Selama ini, setiap tahun jumlah yang dipenjarakan karena menolak dinas militer atas dasar hati nurani di Korea Selatan lebih banyak daripada jumlah total yang dipenjarakan dengan alasan yang sama di negeri-negeri lain. Bahkan, pernah ada rata-rata 500 sampai 600 saudara kita yang dipenjarakan setiap tahun. Setelah dibebaskan, mereka dicap sebagai mantan narapidana seumur hidupnya sehingga mereka susah mendapat pekerjaan dan menghadapi berbagai kesulitan lain.
Tapi sejak 2011, beberapa saudara melayangkan keluhan kepada Mahkamah Konstitusi karena undang-undang tidak memberikan dinas sipil pengganti bagi mereka yang menolak dinas militer atas dasar hati nurani, sehingga mereka selalu divonis hukuman penjara. Selain itu, sejak 2012, ada beberapa hakim yang tidak mau menghukum orang-orang yang menolak dinas militer karena keyakinan mereka. Jadi, mereka memutuskan untuk membawa kasus-kasus tersebut ke Mahkamah Konstitusi agar MSA ditinjau ulang.
Mahkamah Konstitusi bertugas untuk menentukan apakah sebuah hukum sejalan dengan Undang-Undang Dasar Korea atau tidak. Pada 2004 dan 2011, Mahkamah Konstitusi memutuskan bahwa MSA tidak perlu diubah. Tapi, mereka sekarang setuju bahwa MSA perlu direvisi. Mahkamah meminta pemerintah Korea Selatan untuk menyediakan pilihan dinas sipil pengganti paling lambat pada akhir 2019. Dinas sipil pengganti bisa mencakup bekerja di rumah sakit dan melakukan dinas sosial yang tidak bersifat militer yang bermanfaat bagi masyarakat.
Sehubungan dengan keputusan bersejarah ini, Saudara Hong Dae-il, juru bicara Saksi-Saksi Yehuwa di Korea, mengatakan, ”Mahkamah Konstitusi, yang adalah benteng pertahanan untuk melindungi hak asasi manusia, telah memutuskan agar pemerintah menyelesaikan masalah ini. Saudara-saudara kita ingin melayani masyarakat dengan melakukan dinas sipil pengganti yang tidak bertentangan dengan hati nurani mereka dan sejalan dengan standar internasional.”
Ada masalah lain yang juga harus diselesaikan. Misalnya, masih ada 192 Saksi yang dipenjarakan karena menolak dinas militer dan ada sekitar 900 kasus yang ditunda di berbagai tingkat pengadilan.

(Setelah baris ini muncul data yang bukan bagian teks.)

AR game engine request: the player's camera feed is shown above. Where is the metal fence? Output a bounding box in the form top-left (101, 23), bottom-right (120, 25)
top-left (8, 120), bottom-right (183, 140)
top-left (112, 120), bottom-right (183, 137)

Keputusan Mahkamah Konstitusi yang penting ini memberikan dasar bagi Mahkamah Agung untuk membuat keputusan yang membela orang-orang yang menolak dinas militer. Keputusan dari semua anggota Mahkamah Agung akan berdampak besar terhadap penanganan setiap kasus yang masih ditunda.
Mahkamah Agung akan mengadakan sidang terbuka untuk umum pada 30 Agustus 2018, dan setelah itu Mahkamah akan membuat keputusan. Ini adalah pertama kalinya dalam 14 tahun, semua hakim anggota Mahkamah Agung akan bersama-sama meninjau masalah penolakan dinas militer atas dasar hati nurani.
Sementara itu, Dewan Nasional, yang bertugas untuk mengesahkan undang-undang di Korea, sudah mulai bekerja untuk merevisi MSA.
Saudara Mark Sanderson dari Badan Pimpinan mengatakan, ”Kita semua tidak sabar menunggu keputusan Mahkamah Agung. Saudara-saudara kita di Korea telah rela mengorbankan kebebasan mereka. Mereka tahu bahwa ’kalau mereka menanggung kesulitan dan penderitaan yang tidak adil demi hati nurani mereka di hadapan Allah, Allah berkenan kepada mereka’. (1 Petrus 2:19) Kita ikut senang karena pemerintah akhirnya mengakui ketidakadilan yang dialami oleh saudara-saudara kita. Mereka terbukti berani dan setia menjalankan keyakinan mereka.”